Researchers have long been studying the movement of marine nutrients from sea to land, particularly thanks to salmon and herring. Both make epic spawning migrations, bringing pulses of scarce nutrients like nitrogen to coastal areas and inland rivers. When a bear catches a salmon, it eats some of the fish but leaves much of the carcass in the forest. Each carcass is effectively a little sack of nitrogen. In a spawning season lasting about 40 days, a single black bear can transport 1,600 kilograms of this fertilizer into the woods. For trees surrounded by salmon remains, studies show that as much as 75 percent of their total nitrogen could come from the fish.

Less dramatic contributions of marine nutrients come to forests in other ways, notes Cox, including washed-up seaweed, the spray of ocean waves, and through the transport of mollusks such as clams, oysters, and mussels.

Cox’s new research paper focuses on how shellfish-derived nutrients find their way inland in the Pacific Northwest.
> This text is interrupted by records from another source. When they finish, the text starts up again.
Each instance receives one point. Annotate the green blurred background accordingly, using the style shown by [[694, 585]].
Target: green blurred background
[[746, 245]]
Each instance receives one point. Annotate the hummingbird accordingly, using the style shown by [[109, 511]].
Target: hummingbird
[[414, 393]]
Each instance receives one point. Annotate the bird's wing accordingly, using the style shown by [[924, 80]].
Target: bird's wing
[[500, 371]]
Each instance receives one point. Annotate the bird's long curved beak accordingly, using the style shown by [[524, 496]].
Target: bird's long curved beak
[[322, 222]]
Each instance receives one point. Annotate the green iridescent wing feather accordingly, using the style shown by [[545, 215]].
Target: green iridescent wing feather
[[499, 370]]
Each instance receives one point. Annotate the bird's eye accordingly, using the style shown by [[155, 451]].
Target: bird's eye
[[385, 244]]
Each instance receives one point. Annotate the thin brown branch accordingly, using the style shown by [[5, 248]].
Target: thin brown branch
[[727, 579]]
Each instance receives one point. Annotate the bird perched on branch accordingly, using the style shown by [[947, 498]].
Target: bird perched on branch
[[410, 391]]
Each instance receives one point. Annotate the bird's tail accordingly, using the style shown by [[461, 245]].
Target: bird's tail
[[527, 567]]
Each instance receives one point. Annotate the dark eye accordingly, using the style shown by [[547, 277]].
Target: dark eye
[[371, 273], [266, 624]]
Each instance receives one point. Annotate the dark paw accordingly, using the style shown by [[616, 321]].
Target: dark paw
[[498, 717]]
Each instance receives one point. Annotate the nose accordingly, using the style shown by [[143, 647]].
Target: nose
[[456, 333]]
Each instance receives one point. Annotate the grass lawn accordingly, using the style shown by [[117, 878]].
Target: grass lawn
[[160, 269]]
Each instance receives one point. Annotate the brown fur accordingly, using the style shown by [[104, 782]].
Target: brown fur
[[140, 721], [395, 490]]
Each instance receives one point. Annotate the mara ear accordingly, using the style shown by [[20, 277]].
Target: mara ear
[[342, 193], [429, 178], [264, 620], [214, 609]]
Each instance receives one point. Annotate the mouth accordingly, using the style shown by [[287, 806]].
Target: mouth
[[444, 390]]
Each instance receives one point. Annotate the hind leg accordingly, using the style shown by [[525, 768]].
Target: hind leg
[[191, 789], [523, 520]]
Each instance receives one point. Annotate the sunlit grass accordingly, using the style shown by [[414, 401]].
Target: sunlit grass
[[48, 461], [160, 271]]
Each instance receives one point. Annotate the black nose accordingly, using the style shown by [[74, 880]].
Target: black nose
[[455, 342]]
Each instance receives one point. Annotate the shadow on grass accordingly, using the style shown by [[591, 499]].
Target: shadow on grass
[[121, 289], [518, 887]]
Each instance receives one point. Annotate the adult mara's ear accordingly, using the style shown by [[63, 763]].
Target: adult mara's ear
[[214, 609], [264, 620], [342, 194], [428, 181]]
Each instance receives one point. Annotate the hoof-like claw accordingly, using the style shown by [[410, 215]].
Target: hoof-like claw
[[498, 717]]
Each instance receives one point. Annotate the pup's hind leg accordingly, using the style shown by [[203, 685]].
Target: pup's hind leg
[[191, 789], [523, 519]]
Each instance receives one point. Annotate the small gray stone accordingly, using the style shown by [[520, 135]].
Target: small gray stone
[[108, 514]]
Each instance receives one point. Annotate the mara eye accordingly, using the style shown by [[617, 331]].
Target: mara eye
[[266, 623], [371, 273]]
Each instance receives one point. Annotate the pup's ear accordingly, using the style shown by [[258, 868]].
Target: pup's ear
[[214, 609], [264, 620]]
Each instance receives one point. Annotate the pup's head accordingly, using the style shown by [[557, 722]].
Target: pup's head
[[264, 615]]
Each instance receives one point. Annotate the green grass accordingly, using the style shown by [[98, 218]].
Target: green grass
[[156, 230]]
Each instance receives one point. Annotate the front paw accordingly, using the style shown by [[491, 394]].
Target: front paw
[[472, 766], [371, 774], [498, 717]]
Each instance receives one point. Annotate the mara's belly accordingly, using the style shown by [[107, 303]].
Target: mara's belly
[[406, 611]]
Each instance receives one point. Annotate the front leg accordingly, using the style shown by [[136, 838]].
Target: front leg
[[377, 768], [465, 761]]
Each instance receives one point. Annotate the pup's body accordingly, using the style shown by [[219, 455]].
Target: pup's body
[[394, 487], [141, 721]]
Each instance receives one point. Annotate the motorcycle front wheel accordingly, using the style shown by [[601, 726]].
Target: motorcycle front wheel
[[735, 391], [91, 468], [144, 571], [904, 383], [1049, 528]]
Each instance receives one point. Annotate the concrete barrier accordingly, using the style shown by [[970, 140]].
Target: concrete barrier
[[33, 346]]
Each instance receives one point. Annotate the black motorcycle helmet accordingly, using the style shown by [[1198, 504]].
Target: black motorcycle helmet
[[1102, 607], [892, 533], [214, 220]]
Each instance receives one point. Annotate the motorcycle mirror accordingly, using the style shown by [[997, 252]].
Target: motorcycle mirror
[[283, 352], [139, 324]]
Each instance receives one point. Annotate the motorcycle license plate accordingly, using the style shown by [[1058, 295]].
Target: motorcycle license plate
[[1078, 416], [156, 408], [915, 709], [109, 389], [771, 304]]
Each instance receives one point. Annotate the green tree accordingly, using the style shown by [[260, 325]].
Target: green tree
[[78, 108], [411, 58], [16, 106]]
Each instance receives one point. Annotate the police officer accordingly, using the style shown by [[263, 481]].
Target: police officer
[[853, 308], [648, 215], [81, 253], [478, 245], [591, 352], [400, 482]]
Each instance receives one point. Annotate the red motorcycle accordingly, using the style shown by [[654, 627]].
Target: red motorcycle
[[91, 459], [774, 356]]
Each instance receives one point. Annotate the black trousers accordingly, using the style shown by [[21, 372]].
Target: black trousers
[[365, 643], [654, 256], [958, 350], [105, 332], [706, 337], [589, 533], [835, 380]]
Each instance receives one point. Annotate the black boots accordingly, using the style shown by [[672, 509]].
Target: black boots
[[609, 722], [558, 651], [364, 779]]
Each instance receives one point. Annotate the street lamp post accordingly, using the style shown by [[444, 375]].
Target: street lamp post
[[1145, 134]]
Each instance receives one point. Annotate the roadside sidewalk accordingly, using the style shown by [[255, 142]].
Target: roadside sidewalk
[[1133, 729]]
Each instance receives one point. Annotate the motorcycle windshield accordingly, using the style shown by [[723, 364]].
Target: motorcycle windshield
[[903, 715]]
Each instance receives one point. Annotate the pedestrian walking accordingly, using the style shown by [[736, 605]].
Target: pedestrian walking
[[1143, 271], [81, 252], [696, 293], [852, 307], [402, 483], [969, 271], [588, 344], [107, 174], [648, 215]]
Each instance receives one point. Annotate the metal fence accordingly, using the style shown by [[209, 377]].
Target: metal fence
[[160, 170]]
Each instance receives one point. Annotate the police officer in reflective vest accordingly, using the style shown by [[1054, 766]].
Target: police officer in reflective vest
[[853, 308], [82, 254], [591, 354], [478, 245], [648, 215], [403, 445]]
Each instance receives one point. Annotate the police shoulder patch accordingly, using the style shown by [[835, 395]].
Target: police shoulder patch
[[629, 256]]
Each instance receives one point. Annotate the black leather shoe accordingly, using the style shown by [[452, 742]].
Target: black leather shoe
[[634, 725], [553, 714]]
Birds like the gulls and crows he saw on Calvert Island can move a lot of shellfish: piles of gull-deposited shells as big as 100 square meters, for instance, have been documented on the Oregon coast. The birds also excrete enormous amounts of nitrogen and phosphorus in their droppings. Animals that forage in the intertidal, including raccoons, eat a lot of shellfish and transport their nutrients landward. River otters and mink create garbage piles and latrine sites littered with shell fragments and uneaten bits of flesh. Grizzly bears also love shellfish: they have been observed consuming up to two clams per minute and can transport the marine nutrients several kilometers inland through their urine and scat.

But no other animal can compete with humans when it comes to eating shellfish, which has been a staple food on the Pacific coast of North America for at least 13,000 years. There are more than 5,300 recorded shell deposits on the coast of British Columbia alone, some over five meters deep and spanning hundreds of square meters. Indigenous peoples sometimes used waste shells to flatten sloping landscapes, changing the drainage and chemical makeup of soils. The shells themselves can provide calcium for plants and trees for centuries as they break down.

Simon Fraser University aquatic ecologist John Reynolds, a leader in documenting the impact of salmon nutrients on land, says calcium, particularly from clams, is likely the most important shellfish nutrient being brought onto land. Research has shown that red cedar trees growing near places with a long history of occupation and shellfish middens on the BC central coast are, on average, five meters taller than trees growing on sites without piles of shells.

Research documenting the transfer of marine nutrients to our coasts is important, says Reynolds, who was not involved in Cox’s study, because it helps illuminate the interactions between species in the oceans and coastal forests. “Research into cross-habitat connections is helpful to get an overall idea of how things are connected,” he says, “and how we might want to manage them.”